Pope Francis offered his condolences in a telegram to India’s apostolic nuncio, Archbishop Leopoldo Girelli, and prayed for victims at the Sunday Angelus on 4 June. “I am close to the injured and their families. May our heavenly Father welcome the souls of the deceased into his kingdom,” he said.

Signalling failure is the likely cause of the crash of two packed passenger trains and a freight train.

 

Pope Francis has accepted the resignation of the 59-year-old Bishop of Jalandhar, Franco Mulakkal, who was cleared last year of charges of raping a religious sister in his diocese. The resignation comes 16 months after his acquittal by a court in India’s Kerala state in January 2022, where the judge found that “the prosecution failed to prove all the charges against the accused”.

The Vatican did not indicate whether it carried out its own investigation into the accusations against Mulakkal, who denied the claims and contends he was falsely accused after he investigated financial irregularities at his accuser’s convent. In 2018, religious sister with the Missionaries of Jesus accused the bishop of raping her in May 2014, during a visit to her convent in Kuravilangad, Kerala.

 

Catholic bishops in the Democratic Republic of Congo (DRC) have condemned a recent attack on a political demonstration staged by the country’s opposition parties. Police were accused of using excessive force and firing live rounds to disperse the protest. The demonstrators were reported to have included children.

The bishops’ statement, issued on 26 May and under the umbrella of the Episcopal Conference of Congo, said: “We greatly need the forces of law and order on the front lines to secure the country and not to harass the population in the cities.”  The DRC’s general elections are scheduled for 20 December.

 

Archbishop Paul Gallagher, the Holy See’s secretary for relations with states, travelled to Mongolia on 4 June following the confirmation that Pope Francis would visit the country this summer.

Archbishop Gallagher arrived in the capital Ulaanbaatar the day after the Vatican announced that the apostolic visitation previously mooted by the Pope would take place from 31 August to 4 September, following an invitation from the Mongolian president.

There are fewer than 1,500 Catholics in Mongolia, but Francis made Giorgio Marengo, the apostolic prefect of Ulaanbaatar, a cardinal in last year’s consistory.

 

Catholic aid agencies, including the Brussels-based alliance CIDSE, have welcomed the European Parliament's approval of a Due Diligence Directive, which will require companies headquartered in the EU to observe human rights and environmental standards in their business dealings in the global south, as well as lifting barriers to justice for those seeking redress.

The head of CIDSE, an assembly of Catholic organisations from Europe and North America, said approval of the directive, due to be finalised by the end of 2023, represented a milestone on “the path to corporate accountability and justice” and would help protect women, indigenous peoples, peasants and workers all over the world “who are living the devastating impacts of irresponsible business activities”.

 

Pope Francis has instructed Archbishop Georg Gänswein, the former private secretary to Benedict XVI, to leave the Vatican by 1 July and move to his home diocese in Germany.

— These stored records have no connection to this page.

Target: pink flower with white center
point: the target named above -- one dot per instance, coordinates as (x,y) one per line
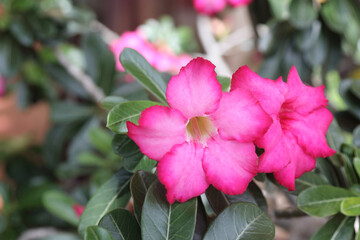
(160,57)
(300,121)
(2,86)
(210,7)
(204,137)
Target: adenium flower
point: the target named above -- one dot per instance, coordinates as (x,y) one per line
(204,136)
(300,121)
(160,57)
(211,7)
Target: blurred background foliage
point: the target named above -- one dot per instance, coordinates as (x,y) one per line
(48,46)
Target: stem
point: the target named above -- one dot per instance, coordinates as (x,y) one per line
(210,45)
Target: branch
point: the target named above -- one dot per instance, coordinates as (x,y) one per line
(210,45)
(87,82)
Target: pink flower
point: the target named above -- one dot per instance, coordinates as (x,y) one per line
(211,7)
(300,121)
(2,86)
(197,140)
(160,57)
(78,209)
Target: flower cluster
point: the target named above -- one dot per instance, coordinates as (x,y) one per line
(160,56)
(210,7)
(207,136)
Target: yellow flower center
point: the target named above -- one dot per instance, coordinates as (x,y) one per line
(200,129)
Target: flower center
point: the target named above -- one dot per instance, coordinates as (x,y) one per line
(200,129)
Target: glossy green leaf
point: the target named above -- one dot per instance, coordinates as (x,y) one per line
(11,56)
(127,111)
(127,148)
(337,228)
(144,73)
(113,194)
(61,205)
(111,101)
(100,63)
(322,201)
(357,165)
(121,224)
(308,180)
(139,185)
(97,233)
(219,200)
(351,206)
(302,13)
(225,83)
(241,221)
(20,29)
(356,135)
(162,221)
(350,99)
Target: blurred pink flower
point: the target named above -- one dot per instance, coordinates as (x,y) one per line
(78,209)
(211,7)
(196,140)
(2,86)
(300,122)
(159,56)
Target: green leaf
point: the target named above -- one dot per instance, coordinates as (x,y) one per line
(97,233)
(61,205)
(356,135)
(127,148)
(11,56)
(21,31)
(101,139)
(241,221)
(139,185)
(219,200)
(351,206)
(121,224)
(308,180)
(127,111)
(225,83)
(144,73)
(302,13)
(113,194)
(67,112)
(357,165)
(111,101)
(160,220)
(100,63)
(322,201)
(337,228)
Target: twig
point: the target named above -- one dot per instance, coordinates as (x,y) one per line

The archbishop’s future has been subject to wide speculation since the death of the Pope Emeritus, and he will not have any formal role on his return to the Archdiocese of Freiburg. On 4 June he made his first public appearance in Germany in recent times, saying Mass in the western city of Bochum.

 

The archpriest of St Peter’s, Cardinal Mauro Gambetti, conducted a penitential service at the basilica’s high altar on 3 June, after a man stood on top of it naked.

The unidentified Polish national approached the Altar of Confession shortly before the basilica closed on Thursday evening, stripped and climbed onto it, displaying the words “Save the children of Ukraina” written in English on his back.  He was arrested and cooperated with the Vatican gendarmerie, who handed him over to the Italian police.

During Saturday’s penitential liturgy, Cardinal Gambetti said that “it is the structure of sin that conditions the hearts and minds of people”.